First check that ReBAR is even working

# lspci -vv

-- snip --
03:00.0 VGA compatible controller: Advanced Micro Devices, Inc. [AMD/ATI] Navi 21 [Radeon RX 6800/6800 XT / 6900 XT] (rev c3) (prog-if 00 [VGA controller])
  Subsystem: Advanced Micro Devices, Inc. [AMD/ATI] Radeon RX 6900 XT
  -- snip --
  
  Capabilities: [200 v1] Physical Resizable BAR
      BAR 0: current size: 16GB, supported: 256MB 512MB 1GB 2GB 4GB 8GB 16GB
      BAR 2: current size: 256MB, supported: 2MB 4MB 8MB 16MB 32MB 64MB 128MB 256MB
  
  -- snip --
    
-- snip --

Now that we confirmed that ReBAR indeed works, we now need to find working sizes for BAR 0 and BAR 2. On my system 8GB/8MB works flawlessly, and according to Level1Techs those values should work for most systems. For some unknown reason the default sizes for my RX 6800 of 256GB/16MB do not work and result in a black screen in the VM.

The start script (only the egpu-igpu one, because I never got it to work on the other system) contains some lines that resize the BARs to their respective sizes before VM bootup. The values echoed into the pseudo-files correspond to powers of two (in megabytes) of the wanted BAR size. For example a wanted BAR size of 8GB corresponds to the value 13 echoed into the pseudo-file because 2^13MB = 8192MB = 8GB.

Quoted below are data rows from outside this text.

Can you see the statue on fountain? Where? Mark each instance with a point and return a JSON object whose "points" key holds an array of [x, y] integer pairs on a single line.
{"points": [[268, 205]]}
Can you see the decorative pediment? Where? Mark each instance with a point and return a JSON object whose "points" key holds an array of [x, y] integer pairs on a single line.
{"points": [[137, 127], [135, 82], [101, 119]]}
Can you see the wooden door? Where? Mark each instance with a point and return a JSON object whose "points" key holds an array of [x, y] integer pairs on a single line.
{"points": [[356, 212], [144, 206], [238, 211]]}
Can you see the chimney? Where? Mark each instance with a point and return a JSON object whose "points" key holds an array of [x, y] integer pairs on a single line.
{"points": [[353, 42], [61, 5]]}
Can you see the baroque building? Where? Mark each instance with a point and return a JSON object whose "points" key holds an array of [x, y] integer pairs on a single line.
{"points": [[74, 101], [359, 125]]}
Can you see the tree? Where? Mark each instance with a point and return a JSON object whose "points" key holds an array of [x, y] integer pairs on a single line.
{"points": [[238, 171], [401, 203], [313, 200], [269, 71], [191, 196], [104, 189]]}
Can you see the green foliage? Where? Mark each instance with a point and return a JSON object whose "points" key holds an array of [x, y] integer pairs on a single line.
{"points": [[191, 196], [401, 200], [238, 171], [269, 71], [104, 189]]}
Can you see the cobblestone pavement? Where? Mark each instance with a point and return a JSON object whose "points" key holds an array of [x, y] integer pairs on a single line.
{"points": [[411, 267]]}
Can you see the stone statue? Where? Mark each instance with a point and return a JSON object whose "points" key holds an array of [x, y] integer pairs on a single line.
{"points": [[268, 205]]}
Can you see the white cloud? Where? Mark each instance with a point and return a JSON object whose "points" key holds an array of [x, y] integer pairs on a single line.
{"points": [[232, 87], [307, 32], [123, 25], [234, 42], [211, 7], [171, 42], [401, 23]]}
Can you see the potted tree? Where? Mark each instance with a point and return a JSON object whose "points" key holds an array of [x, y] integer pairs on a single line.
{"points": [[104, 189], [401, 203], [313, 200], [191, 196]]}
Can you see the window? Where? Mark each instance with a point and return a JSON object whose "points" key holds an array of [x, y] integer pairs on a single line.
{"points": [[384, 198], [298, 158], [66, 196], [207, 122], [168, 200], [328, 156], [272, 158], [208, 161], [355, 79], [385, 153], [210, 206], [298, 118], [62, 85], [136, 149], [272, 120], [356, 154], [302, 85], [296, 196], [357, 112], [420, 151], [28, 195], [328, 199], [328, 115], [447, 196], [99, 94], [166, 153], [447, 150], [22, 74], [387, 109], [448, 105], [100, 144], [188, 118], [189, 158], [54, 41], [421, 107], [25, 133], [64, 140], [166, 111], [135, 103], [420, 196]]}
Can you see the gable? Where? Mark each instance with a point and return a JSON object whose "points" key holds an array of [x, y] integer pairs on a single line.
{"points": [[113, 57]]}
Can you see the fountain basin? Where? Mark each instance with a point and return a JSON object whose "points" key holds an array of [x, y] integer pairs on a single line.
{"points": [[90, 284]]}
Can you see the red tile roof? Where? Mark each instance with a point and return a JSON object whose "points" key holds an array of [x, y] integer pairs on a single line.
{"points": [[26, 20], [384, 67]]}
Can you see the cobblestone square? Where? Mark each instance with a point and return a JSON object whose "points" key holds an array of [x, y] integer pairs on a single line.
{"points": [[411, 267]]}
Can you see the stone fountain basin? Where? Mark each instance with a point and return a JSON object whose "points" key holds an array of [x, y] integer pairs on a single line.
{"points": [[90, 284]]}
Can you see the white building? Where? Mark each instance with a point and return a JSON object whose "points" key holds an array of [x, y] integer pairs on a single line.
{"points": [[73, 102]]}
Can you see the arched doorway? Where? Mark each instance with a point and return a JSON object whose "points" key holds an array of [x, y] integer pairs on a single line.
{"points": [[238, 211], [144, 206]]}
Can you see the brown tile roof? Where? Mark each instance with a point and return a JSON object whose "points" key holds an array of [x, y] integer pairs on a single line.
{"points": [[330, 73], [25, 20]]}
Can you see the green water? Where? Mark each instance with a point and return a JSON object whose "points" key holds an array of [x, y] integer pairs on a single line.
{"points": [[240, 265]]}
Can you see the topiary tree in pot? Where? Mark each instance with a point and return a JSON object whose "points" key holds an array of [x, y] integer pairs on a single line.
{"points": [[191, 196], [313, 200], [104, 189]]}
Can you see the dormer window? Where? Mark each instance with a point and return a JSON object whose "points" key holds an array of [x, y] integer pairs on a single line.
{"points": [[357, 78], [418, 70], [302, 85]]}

When setting the BAR sizes it is important that the GPU is not used by anything, not even the driver. To achieve this I have placed the BAR resizing after the GPU was successfully bound to vfio-pci. Of course vfio-pci counts as a driver using the card, so it needs to be unloaded first after which the BARs can be resized and then vfio-pci can be reloaded.